One thing I've noticed as I review my writing is all the extra words I include that aren't needed. That's part of the fun (and I'm being sarcastic) of editing.
When I wrote The Hidden Sun, I would fret over sentences and paragraphs as I wrote. I remember there was one line that I just couldn't get to sound good. I got so hung up on it, I started to lose focus on the story. I finally threw my hands up in the air and moved on. When Tristi Pinkston edited the book for its re-release, she masterfully fixed it. Sadly, I don't recall the details aside from just taking out a few words here and there and tada! It flowed very nicely.
The subject this month is really about editing, though I'm taking a bit of a different approach. I've heard from other authors that they suggest to just write the story and then come back to edit it. Some people write and re-write the first chapter over and over and then get frustrated about how slow it is going.
The Hidden Sun was my first book. It took me roughly 5 years from the time I started writing it until the day the first copy was sold. Granted, I was working full time and yadda, yadda, yadda, but still, that's a long time to hold on to a dream.
My second book, The Waxing Moon, came from an idea I got while editing The Hidden Sun. It's done and will hopefully see the light of day within a year's time. The trippy part about The Waxing Moon is that the final version is actually quite a bit different from the first draft. I was shooting for about 100,00 words. When I got to about 65,000, the story was over. So. . .I wrote another 35,000 words and tacked it on the end. My beta readers noticed what I had done right away. The end result? I went back into the original 65,000 words and added some interweaving subplots that enhanced the book--and I think it's much better because of it.

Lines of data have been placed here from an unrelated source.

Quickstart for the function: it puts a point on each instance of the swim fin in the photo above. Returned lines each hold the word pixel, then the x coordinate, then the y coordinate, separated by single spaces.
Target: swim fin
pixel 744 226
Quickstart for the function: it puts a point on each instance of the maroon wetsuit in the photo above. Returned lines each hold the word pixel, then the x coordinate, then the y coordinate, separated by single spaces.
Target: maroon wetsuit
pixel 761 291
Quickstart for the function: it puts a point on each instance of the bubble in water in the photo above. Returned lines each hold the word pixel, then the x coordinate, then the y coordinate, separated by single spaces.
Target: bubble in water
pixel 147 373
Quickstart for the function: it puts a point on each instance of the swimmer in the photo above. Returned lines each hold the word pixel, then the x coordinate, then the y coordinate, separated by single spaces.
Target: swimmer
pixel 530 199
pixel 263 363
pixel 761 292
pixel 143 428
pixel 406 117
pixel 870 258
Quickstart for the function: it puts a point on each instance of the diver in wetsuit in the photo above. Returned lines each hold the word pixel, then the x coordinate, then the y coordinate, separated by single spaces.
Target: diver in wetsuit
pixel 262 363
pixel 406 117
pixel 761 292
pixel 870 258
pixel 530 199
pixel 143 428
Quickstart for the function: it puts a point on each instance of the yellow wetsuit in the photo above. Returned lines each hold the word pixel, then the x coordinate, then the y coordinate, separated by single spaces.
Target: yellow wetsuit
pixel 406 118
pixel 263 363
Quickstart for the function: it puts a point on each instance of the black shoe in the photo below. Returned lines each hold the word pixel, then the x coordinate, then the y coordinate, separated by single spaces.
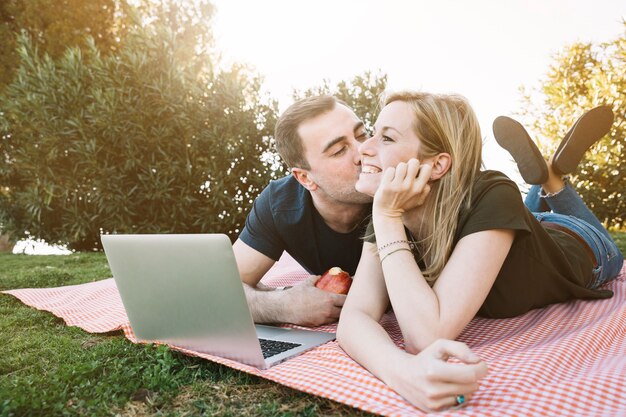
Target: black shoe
pixel 587 130
pixel 512 136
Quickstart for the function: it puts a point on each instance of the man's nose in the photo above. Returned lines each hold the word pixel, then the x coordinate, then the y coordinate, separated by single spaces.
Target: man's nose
pixel 365 147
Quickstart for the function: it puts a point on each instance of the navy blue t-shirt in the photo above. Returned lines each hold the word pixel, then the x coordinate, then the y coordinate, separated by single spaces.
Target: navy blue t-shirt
pixel 283 218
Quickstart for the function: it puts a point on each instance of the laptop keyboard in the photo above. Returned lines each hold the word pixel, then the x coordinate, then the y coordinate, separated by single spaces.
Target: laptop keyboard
pixel 274 347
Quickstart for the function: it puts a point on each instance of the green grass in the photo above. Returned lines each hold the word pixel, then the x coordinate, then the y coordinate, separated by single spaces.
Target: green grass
pixel 49 369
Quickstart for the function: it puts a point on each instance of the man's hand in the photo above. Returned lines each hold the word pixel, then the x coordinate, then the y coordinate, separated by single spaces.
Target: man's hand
pixel 309 306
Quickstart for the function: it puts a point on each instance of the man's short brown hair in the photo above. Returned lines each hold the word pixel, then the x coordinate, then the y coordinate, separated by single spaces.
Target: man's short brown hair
pixel 288 142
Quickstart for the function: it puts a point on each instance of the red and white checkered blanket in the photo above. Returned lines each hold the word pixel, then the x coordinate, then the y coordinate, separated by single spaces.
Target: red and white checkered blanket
pixel 563 360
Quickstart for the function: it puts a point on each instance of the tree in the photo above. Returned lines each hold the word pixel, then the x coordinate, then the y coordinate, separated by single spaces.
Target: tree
pixel 55 25
pixel 582 76
pixel 150 139
pixel 362 93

And about those 35,000 at the end that were cut? Let's just say I have a good head start on the third book of the Bariwon series.
In my current work in progress, The Mirror of the Soul, I'm just plowing through the story full steam ahead with the knowledge that I'll be going back to edit, fix, adjust, add, and rewrite what I've done. And isn't it wonderful that writers can do that.
As for the subject of editing and use of redundant phrases, let me end with a few examples:
Advance preview. I guess this means you get to see a preview of something yet to come before someone else?
Over exaggerate. I've used this phrase at least a million times.
Kneel down. Along the same lines of Stand up.
True facts. Very important to use these when writing non-fiction.
Pair of twins. I actually had this on an earlier version of The Hidden Sun.
So, my final conclusion is that it's absolutely necessary that writers plan ahead to avoid using redundancies. And when editing, scrutinize in detail the sum total of your redundant words, with your ultimate goal to completely eliminate them from your writing. If you need help, you can always ask a knowledgeable expert.